Recently I’ve been working with Scala. Scala’s collections api is much richer than Java’s and offers mutable and immutable implementations for most of the common collection types. I’ve always been interested in algorithm and data structure performance so I decided to run some benchmarks to see how the collections performed. I was most interested in the relationship between mutable and immutable collections.
Note: Scala does list the expected performance characteristics of the collections but it doesn’t show the relative performance of the types.
Two very common scenarios are appending to a collection (e.g. reading from a file or database cursor) and then iterating through the collection. It’s widely known that prepending to a list then reversing it can yield greater performance (for some implementations) so I also tried this.

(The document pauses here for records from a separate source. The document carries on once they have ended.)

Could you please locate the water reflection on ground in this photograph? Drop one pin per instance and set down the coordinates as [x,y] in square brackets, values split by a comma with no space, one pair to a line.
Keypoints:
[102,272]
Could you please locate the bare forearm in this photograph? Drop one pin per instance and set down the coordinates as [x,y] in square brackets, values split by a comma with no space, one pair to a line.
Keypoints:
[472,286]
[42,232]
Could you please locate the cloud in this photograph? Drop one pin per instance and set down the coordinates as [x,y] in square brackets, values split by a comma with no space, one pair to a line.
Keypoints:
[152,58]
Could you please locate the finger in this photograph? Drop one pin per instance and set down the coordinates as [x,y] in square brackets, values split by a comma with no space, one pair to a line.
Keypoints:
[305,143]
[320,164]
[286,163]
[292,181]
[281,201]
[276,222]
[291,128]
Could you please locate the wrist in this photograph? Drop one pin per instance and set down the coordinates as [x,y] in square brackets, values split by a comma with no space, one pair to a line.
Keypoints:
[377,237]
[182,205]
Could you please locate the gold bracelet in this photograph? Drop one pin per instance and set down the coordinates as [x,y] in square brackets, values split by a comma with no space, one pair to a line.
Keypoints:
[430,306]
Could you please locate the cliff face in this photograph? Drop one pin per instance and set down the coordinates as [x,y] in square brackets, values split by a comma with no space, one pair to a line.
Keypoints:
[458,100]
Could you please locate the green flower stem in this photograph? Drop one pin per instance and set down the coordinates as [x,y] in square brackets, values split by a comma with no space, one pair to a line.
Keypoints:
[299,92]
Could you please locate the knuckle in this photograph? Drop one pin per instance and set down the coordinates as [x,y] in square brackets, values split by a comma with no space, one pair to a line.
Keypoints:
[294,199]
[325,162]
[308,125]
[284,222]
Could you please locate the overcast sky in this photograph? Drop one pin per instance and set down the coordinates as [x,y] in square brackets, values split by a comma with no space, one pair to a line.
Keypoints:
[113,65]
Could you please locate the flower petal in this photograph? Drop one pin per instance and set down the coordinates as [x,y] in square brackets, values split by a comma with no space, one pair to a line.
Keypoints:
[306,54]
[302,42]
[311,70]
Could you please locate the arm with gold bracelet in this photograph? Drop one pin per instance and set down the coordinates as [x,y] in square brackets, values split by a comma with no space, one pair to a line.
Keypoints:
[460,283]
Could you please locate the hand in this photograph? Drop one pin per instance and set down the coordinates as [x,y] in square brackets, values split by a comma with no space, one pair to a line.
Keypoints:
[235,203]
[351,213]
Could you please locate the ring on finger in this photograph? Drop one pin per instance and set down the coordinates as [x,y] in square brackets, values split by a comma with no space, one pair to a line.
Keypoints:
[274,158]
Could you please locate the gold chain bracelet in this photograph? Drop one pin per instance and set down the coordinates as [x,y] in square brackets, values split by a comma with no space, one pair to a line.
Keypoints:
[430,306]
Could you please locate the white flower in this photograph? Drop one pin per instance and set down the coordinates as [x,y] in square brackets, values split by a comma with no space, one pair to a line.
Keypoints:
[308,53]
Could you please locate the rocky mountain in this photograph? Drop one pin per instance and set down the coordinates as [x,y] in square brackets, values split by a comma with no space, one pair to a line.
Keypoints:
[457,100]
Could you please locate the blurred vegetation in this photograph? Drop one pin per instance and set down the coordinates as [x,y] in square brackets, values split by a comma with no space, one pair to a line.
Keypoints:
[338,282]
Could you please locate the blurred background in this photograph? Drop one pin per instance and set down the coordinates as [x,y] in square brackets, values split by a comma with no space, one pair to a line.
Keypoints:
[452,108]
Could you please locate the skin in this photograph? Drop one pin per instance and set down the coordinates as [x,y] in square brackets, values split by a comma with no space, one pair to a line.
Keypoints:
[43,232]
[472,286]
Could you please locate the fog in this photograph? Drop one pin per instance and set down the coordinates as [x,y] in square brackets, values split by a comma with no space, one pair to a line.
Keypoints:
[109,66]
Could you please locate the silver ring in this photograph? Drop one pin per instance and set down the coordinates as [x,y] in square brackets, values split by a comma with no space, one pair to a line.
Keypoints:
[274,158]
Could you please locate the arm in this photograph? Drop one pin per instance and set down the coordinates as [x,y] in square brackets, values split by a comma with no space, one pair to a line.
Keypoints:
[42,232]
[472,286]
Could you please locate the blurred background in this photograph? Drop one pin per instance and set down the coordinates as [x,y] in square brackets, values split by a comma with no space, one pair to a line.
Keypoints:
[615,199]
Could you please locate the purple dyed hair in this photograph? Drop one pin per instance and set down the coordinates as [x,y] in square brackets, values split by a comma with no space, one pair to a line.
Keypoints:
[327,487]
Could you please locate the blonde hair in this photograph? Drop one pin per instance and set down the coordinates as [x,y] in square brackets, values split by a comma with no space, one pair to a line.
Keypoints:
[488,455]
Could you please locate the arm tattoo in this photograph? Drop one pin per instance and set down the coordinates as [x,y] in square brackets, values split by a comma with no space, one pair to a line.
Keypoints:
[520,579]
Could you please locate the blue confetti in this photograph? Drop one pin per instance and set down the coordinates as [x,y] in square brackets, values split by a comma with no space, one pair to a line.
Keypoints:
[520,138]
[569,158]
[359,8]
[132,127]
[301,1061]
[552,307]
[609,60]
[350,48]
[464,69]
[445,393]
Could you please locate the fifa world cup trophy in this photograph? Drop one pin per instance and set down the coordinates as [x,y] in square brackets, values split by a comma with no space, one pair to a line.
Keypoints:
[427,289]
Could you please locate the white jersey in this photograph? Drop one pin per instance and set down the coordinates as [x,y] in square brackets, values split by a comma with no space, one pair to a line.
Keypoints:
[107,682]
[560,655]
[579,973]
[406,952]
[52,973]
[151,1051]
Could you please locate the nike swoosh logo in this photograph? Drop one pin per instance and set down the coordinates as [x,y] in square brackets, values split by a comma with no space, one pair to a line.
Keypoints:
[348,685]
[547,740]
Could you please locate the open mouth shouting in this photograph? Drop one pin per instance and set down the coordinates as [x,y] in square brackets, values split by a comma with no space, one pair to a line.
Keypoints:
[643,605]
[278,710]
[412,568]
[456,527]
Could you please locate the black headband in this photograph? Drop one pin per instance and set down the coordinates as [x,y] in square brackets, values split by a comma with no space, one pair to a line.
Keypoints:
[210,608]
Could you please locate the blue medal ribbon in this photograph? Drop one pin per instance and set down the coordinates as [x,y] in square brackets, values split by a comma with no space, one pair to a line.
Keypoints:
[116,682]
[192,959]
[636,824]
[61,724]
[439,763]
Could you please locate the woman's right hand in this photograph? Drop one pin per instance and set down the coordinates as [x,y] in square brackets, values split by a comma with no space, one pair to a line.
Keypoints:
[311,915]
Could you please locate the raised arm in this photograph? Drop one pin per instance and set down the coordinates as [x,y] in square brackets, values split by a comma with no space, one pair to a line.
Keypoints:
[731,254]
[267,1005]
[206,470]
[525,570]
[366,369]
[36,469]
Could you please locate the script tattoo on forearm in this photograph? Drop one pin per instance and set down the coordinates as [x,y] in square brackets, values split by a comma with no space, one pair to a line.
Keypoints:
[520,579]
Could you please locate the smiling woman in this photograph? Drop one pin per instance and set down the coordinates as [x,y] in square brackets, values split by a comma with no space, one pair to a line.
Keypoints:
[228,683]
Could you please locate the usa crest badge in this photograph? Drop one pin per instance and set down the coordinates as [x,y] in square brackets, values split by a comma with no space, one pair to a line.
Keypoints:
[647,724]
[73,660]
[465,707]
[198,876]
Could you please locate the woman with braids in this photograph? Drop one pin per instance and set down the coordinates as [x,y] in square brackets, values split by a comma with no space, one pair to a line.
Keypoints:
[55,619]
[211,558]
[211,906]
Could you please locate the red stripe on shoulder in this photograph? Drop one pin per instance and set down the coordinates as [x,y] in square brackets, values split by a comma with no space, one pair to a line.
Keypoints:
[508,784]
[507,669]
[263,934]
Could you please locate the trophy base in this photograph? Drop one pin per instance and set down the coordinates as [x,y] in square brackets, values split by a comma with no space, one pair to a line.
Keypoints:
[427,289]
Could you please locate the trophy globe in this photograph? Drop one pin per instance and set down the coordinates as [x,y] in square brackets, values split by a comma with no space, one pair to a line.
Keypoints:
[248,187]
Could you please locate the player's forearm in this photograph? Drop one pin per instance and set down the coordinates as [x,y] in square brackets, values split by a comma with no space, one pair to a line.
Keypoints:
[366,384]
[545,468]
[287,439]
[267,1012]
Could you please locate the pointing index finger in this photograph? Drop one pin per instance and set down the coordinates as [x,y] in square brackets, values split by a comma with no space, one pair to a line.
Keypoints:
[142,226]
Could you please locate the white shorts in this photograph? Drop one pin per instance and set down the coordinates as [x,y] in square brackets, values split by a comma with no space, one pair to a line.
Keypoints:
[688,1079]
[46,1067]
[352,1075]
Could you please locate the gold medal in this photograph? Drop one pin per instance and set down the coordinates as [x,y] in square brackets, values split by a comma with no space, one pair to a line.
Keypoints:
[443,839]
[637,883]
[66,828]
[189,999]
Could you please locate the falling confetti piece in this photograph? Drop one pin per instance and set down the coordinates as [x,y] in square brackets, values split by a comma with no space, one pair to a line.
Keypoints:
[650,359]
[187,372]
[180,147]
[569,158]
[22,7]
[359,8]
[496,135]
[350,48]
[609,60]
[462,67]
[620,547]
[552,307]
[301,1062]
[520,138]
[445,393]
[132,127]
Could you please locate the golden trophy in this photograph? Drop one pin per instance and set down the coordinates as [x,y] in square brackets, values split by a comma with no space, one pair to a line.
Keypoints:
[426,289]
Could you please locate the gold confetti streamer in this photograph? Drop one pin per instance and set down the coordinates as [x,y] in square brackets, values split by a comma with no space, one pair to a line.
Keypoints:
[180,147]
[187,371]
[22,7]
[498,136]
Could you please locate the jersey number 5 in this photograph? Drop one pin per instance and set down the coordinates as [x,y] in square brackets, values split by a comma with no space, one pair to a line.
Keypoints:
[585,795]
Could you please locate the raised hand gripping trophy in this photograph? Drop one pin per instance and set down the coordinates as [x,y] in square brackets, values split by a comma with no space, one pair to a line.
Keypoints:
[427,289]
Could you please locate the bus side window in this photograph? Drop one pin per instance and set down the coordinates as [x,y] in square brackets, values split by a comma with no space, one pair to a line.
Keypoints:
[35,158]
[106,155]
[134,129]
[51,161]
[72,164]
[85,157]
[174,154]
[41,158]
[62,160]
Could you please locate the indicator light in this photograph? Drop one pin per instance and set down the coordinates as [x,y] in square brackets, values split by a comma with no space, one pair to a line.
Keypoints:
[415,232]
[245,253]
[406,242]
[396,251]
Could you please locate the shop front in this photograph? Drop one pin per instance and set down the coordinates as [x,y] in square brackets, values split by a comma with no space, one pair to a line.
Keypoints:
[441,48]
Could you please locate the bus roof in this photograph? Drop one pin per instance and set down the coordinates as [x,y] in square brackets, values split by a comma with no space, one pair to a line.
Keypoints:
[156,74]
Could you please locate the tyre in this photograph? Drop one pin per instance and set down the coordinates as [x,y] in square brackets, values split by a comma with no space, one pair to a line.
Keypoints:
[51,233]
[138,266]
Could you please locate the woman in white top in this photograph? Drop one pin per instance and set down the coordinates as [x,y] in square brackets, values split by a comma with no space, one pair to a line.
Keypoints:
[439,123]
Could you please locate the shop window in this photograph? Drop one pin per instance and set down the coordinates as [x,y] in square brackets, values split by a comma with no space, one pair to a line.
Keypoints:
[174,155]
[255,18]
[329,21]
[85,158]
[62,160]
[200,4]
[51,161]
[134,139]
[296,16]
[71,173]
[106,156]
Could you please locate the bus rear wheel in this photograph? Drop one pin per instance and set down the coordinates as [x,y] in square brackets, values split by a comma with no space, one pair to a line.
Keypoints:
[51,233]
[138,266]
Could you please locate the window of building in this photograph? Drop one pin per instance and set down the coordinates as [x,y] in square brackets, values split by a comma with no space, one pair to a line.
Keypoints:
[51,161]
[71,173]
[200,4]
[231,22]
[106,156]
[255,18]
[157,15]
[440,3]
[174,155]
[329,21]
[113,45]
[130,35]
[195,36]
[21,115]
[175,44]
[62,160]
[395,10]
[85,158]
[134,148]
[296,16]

As you can see in the source code, all I am doing is iterating through a list of 1000 Ints and appending each element to a collection of a given type. It’s trivial but it’s also very common. Here are the results:
Appending
Appending 1000 elements to the given collection. Benchmarks marked with M use mutable collections
Collection | Throughput (ops/s) |
---|---|
M ArrayBuffer | 173,677 |
M ArrayBuilder | 117,886 |
M ListBuffer | 69,692 |
List (prepend) | 60,677 |
M Array * | 49,790 |
M ListBuffer (prepend) | 39,799 |
Queue | 38,482 |
M MutableQueue | 30,996 |
M MutableList | 30,839 |
Stack (prepend) | 29,370 |
Vector (prepend) | 26,910 |
Vector | 26,882 |
M MutableQueue (prepend) | 17,007 |
M ArrayBuffer (prepend) | 16,634 |
M MutableList (prepend) | 16,047 |
Array (using a view) ** | 14,604 |
Queue (prepend) | 353 |
List | 307 |
Stack | 98 |
* As you can see in the source, I actually allocated a 1000 element array then copied each element into the slot so it’s not strictly an append operation. Whether this is a valid benchmark is subject to interpretation. see “array-comparison” (below) also
** For the Array benchmarks I need to get the current index of the source List. I’ve done this using zipWithIndex. A common optimisation when using zipWithIndex is to call it on a view however this yields worse performance! As I’ve said many times before - don’t assume A will be quicker than B - prove it! The overhead of the optimisation quite often outweighs the performance gains.
Mutable vs Immutable collections
We can get very good performance out of the standard immutable List. Don’t assume that immutable collections are inherently slow - they’re not.
Lists
Immutable lists offer good performance and as you’ll see in the traversal benchmarks, traversal is also performant. Prepending to an immutable list then reversing it is much faster than simply appending. This is to be expected but the magnitude of the difference surprised me.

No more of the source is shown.